So, how was the dinner
Just like the ex wife, cold, fatty, and expensive.
There is something just so refreshing and wonderful about an uninterrupted morning poop in the office.
i justawanted to let you know that illi aalways be thwew for ui and o qill waasag youer dog whenebvet u wsnt
you know what scares the shit out of me? i have eaten bagel bites since i was a little kid and just in the past five years they started puting "made with real cheese" WHAT THE FUCK WERE THEY USING BEFORE? i mean ive been a bagel biter since the womb
We totally just fucked in a closet. These vacations with his family are causing creativity I never thought I had.
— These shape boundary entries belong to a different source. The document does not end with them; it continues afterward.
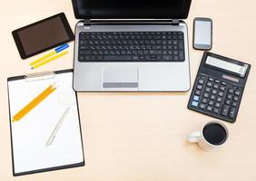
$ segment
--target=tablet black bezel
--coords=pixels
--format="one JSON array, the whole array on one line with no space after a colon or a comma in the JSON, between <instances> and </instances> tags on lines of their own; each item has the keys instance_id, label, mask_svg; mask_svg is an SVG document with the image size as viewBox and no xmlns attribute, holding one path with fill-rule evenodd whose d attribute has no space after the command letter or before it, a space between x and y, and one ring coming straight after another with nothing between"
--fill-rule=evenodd
<instances>
[{"instance_id":1,"label":"tablet black bezel","mask_svg":"<svg viewBox=\"0 0 256 181\"><path fill-rule=\"evenodd\" d=\"M33 52L33 53L30 53L30 54L26 54L25 52L25 50L24 50L24 47L23 47L23 45L22 45L20 37L19 37L19 35L18 35L18 32L23 31L24 29L27 29L27 28L29 28L29 27L34 26L34 25L36 25L36 24L41 24L41 23L44 23L44 22L45 22L45 21L48 21L48 20L50 20L50 19L52 19L52 18L56 18L56 17L60 17L60 18L61 18L62 23L63 23L63 24L64 24L64 29L65 29L67 34L68 34L68 39L67 39L67 40L64 40L64 41L63 41L63 42L60 42L60 43L58 43L53 44L53 45L51 45L51 46L49 46L49 47L45 47L44 49L43 49L43 50L41 50L41 51L37 51L37 52ZM16 30L15 30L15 31L12 32L12 34L13 34L13 37L14 37L14 39L15 39L15 43L16 43L18 52L19 52L20 56L21 56L22 59L26 59L26 58L32 57L32 56L34 56L34 55L35 55L35 54L38 54L38 53L40 53L40 52L45 52L45 51L47 51L47 50L50 50L50 49L54 48L54 47L56 47L56 46L59 46L59 45L61 45L61 44L63 44L63 43L68 43L68 42L71 42L71 41L74 40L74 33L73 33L73 31L72 31L72 29L71 29L69 24L68 24L68 21L67 21L67 19L66 19L65 14L64 14L64 13L57 14L53 15L53 16L51 16L51 17L47 17L47 18L45 18L45 19L43 19L43 20L38 21L38 22L35 22L35 23L31 24L29 24L29 25L26 25L26 26L24 26L24 27L22 27L22 28L16 29Z\"/></svg>"}]
</instances>

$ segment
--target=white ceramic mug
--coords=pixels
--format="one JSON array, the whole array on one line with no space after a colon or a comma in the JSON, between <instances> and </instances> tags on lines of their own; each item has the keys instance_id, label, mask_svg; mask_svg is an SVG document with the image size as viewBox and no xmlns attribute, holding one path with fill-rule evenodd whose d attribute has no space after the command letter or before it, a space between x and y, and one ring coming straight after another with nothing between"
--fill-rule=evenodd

turkey basters and jungle juice, is that really the whole shopping list for new year's?
My summer fucks are coming back to haunt me with a vengeance.
buying new sheets for when my mom visits. I can't in good conscious let her use the ones from last night
It's been two days. My balls feel like watermelons.
There was a pirates of the caribbean marathon on. No matter how much you like rum, it is NOT possible to outdrink the pirates. They always win.
My puffy vagina and I are on the way to the doctor to see what your mutant penis did to us THANKS A LOT
She just causally held my limp dick in her hand the entire movie. Her parents were cuddling on the couch too..that brave!
So, my ex just showed me the drunk voicemail we left him last night. Started out with me saying "I think it's Shane." Then you took my phone and started singing a song about peanut butter, train tracks, and tequila. I joined in. On the upside, he said he's totally fine with being on the drunk dial list from now on. Soooo, another tequila night??
What is my life coming to that I have to cross state lines to get laid?
We need to get Harry and Lloyd's tuxedos from Dumb and Dumber. I feel like this is a vital thing that is missing from our lives.